The co-owner of the Colorado Springs gay nightclub where a gunman turned a transvestite’s birthday into a massacre said he thinks the shooting killed five people and injured 17 others is a reflection of anti-LGBTQ sentiment that has moved from prejudice to incitement.
Nick Grzecka his voice was tinged with exhaustion as he spoke to The Associated Press Wednesday night in some of his first comments since Saturday night’s attack at Club Q, a venue Grzecka helped build into an enclave which helped sustain the LGBTQ community in conservative-leaning Colorado Springs.
Authorities have not said why the suspect opened fire on the club before being subdued by patrons, but they are charged with hate crimes. The suspect, Anderson Lee Aldrich22, did not plead or speak about the incident.
Grzecka said he believes directing a drag queen event is related to the art form appear in a false light in recent months by right-wing activists and politicians complaining about the ‘sexualisation’ or ‘grooming’ of children.
While general acceptance of the LGBTQ community has grown, this new dynamic has fostered a dangerous climate, he said.
“It’s different to walk down the street holding my friend’s hand and get spat on (as opposed to) a politician relating a transvestite to a trimmer of their children,” Grzecka said. “I’d rather be spit on in the street than see the hatred get as bad as where we are now.”
Earlier this year, Florida’s Republican-dominated state legislature passed a law prohibiting teachers from discussing gender identity or sexual orientation with younger students. A month later, references to “pedophiles” and “grooming” related to LGBTQ people jumped 400%, according to a Human Rights Campaign report.
“Lying about our community and making it something they are not creates a different kind of hatred,” Grzecka said.
Grzecka, who began mopping floors and bartending at Club Q in 2003, a year after it opened, said he hopes to channel his grief and anger into rebuilding the support system for Colorado Springs’ LGBTQ community that only Club Q had bid.
City and state officials have offered their support, and President Joe Biden and First Lady Jill Biden have reached out to Grzecka and co-owner Matthew Haynes on Thursday to express their condolences and reiterate their support for the community, as well as their commitment to fighting back against hate and gun violence.
Club Q opened after the only other gay bar in Colorado Springs closed at the time, said Grzecka, who described that era as an evolution of gay bars.
Decades ago, dingy, hole-in-the-wall venues were largely for finding a hookup or a date. But as the Internet offered anonymous ways to find love online, bars turned into well-lit, clean, smoke-free spaces for hanging out with friends, and Club Q was at the forefront of that transition, Grzecka said.
Becoming a co-owner in 2014, Grzecka helped transform Club Q into not just a nightlife venue, but a community center – a platform to create a “chosen family” for LGBTQ people, especially those who are estranged from their biological family.
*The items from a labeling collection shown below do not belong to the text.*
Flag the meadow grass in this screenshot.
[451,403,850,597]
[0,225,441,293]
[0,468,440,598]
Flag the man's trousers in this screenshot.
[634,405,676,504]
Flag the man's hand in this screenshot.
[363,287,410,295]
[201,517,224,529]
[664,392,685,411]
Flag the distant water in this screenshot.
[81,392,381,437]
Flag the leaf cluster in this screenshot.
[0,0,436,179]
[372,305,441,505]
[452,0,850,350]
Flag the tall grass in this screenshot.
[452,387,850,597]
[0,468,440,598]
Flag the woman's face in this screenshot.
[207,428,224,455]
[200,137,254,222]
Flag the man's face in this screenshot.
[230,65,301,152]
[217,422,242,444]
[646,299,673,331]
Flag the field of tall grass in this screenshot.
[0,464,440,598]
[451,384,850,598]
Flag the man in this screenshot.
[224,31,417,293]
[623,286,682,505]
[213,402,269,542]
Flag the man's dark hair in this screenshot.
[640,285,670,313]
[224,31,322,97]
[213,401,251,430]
Drag queen bingo nights, “Friendsgiving” and Christmas dinners and birthday celebrations became staples of Club Q, open 365 days a year.
In the aftermath of the shooting, Grzecka and other community leaders hope to fill the gaping hole left by Club Q’s desecration.
“When that system falls away, you realize how much more the bar really offered,” he said Justin Brands, an organizer with Pikes Peak Pride. “Those who may or may not have been part of the Club Q family, where do they go?”
Burns said the shooting opened a curtain on a wider lack of resources for LGBTQ adults in Colorado Springs. Burns, Grzecka and others are working with national organizations to map community needs as they develop a blueprint to provide a robust support network.
Grzecka is trying to rebuild the “loving culture” and necessary support to “ensure that this tragedy is turned into the best it can be for the city.”
That started on Thursday night, when Club Q’s 10th anniversary Friendsgiving was held at the non-denominational Pikes Peak Metropolitan Community Church. Survivors, community members, friends and family shared donated meals under string lights near rainbow balloon towers.
Hosted by the LGBTQ group United Court of Pikes Peak Empire, the diner’s bright atmosphere felt bouncy. People smiled, hugged and told stories from the stage about those who lost their lives.
“Everyone needs community,” Grzecka said.
Earlier that day at the memorial, a small trickle of people walked slowly past the wall of flowers and watch candles that had burned out.
“I hope you dance,” someone wrote to the victim Ashley Paug on one of five white crosses with wooden hearts inscribed with the names of those who had passed away and with notes scribbled by mourners.
A message was scrawled on a concrete barrier: “Please listen to our calls. Protect us, our home.”
Republished with permission from The Associated Press.